Satellites that detect nuclear explosions were calibrated by shooting a giant laser at them from a known location. The code to calculate the correction factor had a bug in it that no one had been able to fix for years, so they used a separate program to correct the correction factor. I traced the problem to an erroneous coordinate transformation matrix and fixed the bug.

Details

This is the story of how I fixed a long-standing bug in one of the U.S.’s satellite systems for detecting nuclear explosions, the ARDU (Advanced Radiation detection capability Data Unit). The ARDU system processed data from sensors on 24 GPS satellites that detected various particles (photons, protons, etc.) and decided whether they came from a nuclear explosion. (Note that the sun is a continuous thermonuclear explosion, so the ARDU had a lot of code to track where the Sun and its reflection off the ocean were to avoid accidentally starting World War III several times a day.)

The software for the ARDU ground data-processing computers was written in Ada 95 by scientists in the early 90’s. Some of the code looked like assembly, some like a series of logic truth tables, and much of it had zero comments. Everyone who had originally written the software had moved on, leaving the maintenance team a collection of videotaped lectures and a binder of handwritten (!!!) design documents. The ARDU had been running for 5 years when I joined the software maintenance team in 1999, straight out of university with a double B.S. in computer science and, fortuitously, mathematics.

So what was the bug? One of the satellite sensors detected the location of bright lights on the surface of the earth. It needed to be calibrated by being shot at by a giant laser (!!!) in the mountains near Albuquerque. The sensor on the satellite would detect the laser light and send raw sensor data back to the computer on the ground, which calculated where the satellite thought the location of the laser was and compared that to its known location. Then the difference between the two locations would be used to correct all the other output from that sensor.

But there was a bug in the code that calculated the location of the giant laser. The code always returned a location that was way, way off the real location of the giant laser… but in a predictable way. No one could figure out where the bug was in the ARDU code. So one of the programmers wrote a separate FORTRAN program that calculated the location correctly from the raw sensor data. It had to be run by hand and was super annoying when I was helping with Y2K testing. I decided I was going to fix this weird calibration bug as soon as I got my clearance.

First, how did the light sensor work? To get the coordinates of the giant laser shooting at it, the satellite recorded where the light hit a spinning disc inside the satellite, which was turned into an [x,y] coordinate pair. The [x,y] coordinates, the position of the spinning disc, and the satellite’s position and orientation defined a vector which was intersected with the surface of the earth to get the latitude and longitude of the giant laser.

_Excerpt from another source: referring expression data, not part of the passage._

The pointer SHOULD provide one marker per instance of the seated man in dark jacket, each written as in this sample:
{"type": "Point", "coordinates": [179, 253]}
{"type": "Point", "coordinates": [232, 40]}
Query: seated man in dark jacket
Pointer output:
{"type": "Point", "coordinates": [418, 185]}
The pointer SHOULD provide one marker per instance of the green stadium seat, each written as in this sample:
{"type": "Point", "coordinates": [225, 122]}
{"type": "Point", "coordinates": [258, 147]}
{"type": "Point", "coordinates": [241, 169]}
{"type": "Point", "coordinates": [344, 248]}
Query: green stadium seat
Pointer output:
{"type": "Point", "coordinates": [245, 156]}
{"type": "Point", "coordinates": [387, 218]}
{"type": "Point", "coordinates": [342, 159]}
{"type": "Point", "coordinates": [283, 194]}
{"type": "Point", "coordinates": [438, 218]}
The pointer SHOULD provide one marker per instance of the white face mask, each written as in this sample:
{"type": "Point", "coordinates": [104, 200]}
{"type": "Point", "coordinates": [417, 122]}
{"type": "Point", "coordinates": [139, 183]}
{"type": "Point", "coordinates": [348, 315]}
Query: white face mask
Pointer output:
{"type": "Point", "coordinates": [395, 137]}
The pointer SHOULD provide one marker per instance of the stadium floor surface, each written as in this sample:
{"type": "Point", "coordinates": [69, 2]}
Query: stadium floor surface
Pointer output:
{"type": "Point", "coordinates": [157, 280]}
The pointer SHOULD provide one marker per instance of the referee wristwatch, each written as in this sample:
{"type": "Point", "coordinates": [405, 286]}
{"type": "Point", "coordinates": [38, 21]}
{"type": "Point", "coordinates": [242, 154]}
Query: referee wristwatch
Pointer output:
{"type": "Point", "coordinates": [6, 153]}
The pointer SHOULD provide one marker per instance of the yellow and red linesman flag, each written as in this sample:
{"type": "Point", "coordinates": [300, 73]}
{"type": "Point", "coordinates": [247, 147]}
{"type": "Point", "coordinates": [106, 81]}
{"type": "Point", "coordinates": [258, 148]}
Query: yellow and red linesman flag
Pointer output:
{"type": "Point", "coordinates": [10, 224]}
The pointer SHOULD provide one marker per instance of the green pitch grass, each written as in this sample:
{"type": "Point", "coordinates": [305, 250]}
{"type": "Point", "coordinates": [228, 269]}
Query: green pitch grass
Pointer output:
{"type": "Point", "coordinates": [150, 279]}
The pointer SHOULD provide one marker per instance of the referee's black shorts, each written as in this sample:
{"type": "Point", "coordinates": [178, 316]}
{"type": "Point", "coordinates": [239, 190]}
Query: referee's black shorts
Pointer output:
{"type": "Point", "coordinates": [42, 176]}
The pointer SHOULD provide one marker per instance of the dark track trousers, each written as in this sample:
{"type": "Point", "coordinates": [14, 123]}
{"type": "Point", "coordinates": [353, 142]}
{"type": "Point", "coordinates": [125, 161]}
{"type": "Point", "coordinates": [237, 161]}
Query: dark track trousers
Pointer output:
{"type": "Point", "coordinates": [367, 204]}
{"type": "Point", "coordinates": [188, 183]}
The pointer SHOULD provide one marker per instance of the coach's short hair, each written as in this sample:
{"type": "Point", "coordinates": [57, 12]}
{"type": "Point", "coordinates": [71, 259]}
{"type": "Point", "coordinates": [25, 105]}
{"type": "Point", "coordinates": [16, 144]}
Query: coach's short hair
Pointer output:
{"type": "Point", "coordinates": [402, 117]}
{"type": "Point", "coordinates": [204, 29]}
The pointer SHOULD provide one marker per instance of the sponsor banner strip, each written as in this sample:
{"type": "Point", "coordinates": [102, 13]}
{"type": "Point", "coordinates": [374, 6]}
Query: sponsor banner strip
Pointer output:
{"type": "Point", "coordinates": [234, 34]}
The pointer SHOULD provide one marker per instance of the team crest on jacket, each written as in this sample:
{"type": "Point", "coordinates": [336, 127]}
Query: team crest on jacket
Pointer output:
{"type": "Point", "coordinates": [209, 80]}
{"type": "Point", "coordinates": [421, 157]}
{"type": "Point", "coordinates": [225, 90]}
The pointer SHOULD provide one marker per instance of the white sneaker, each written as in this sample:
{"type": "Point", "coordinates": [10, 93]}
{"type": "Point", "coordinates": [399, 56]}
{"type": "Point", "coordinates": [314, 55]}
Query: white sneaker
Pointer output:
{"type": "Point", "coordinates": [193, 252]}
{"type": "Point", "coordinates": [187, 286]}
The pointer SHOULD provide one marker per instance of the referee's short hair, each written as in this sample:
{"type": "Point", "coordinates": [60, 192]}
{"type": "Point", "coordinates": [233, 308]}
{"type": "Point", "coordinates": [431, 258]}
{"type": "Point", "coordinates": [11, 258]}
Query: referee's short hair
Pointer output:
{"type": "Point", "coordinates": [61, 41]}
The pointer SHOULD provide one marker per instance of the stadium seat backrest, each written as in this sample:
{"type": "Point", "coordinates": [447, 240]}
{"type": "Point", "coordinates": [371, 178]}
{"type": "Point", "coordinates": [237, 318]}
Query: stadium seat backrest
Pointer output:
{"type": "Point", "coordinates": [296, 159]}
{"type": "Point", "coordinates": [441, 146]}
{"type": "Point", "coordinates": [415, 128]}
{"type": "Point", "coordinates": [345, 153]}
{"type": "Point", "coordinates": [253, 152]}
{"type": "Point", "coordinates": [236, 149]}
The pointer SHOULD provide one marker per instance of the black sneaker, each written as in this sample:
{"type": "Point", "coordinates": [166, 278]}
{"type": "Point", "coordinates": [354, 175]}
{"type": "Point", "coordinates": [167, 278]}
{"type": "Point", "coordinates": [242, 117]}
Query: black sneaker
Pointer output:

I noticed that the output of the buggy code seemed as if it had at some point accidentally flipped an [x,y] pair across a diagonal line instead of rotating the [x,y] pair around the origin. This kind of flip could happen if the code accidentally applied a reflection matrix instead of a rotation matrix, which look very similar.

Rotation and reflection matrices are kinds of transformation matrices, which are how you convert between different coordinate systems. To get from the spinning disc to the earth’s surface, there were, like, eleventy transformation matrices in the code, and they all looked the same to me. So I wrote out all the transformation matrices from the ARDU code on the whiteboard in the classified vault and laboriously worked my way through what each one did by hand.

Eventually I found the bug! One of the transformation matrices had sin() and cos() swapped. The result was some wonky kind of reflection instead of what it should have been, a rotation.

I fixed the transformation matrix code so it did the rotation correctly and it fixed the bug! No more running the raw sensor data by hand through a random FORTRAN program.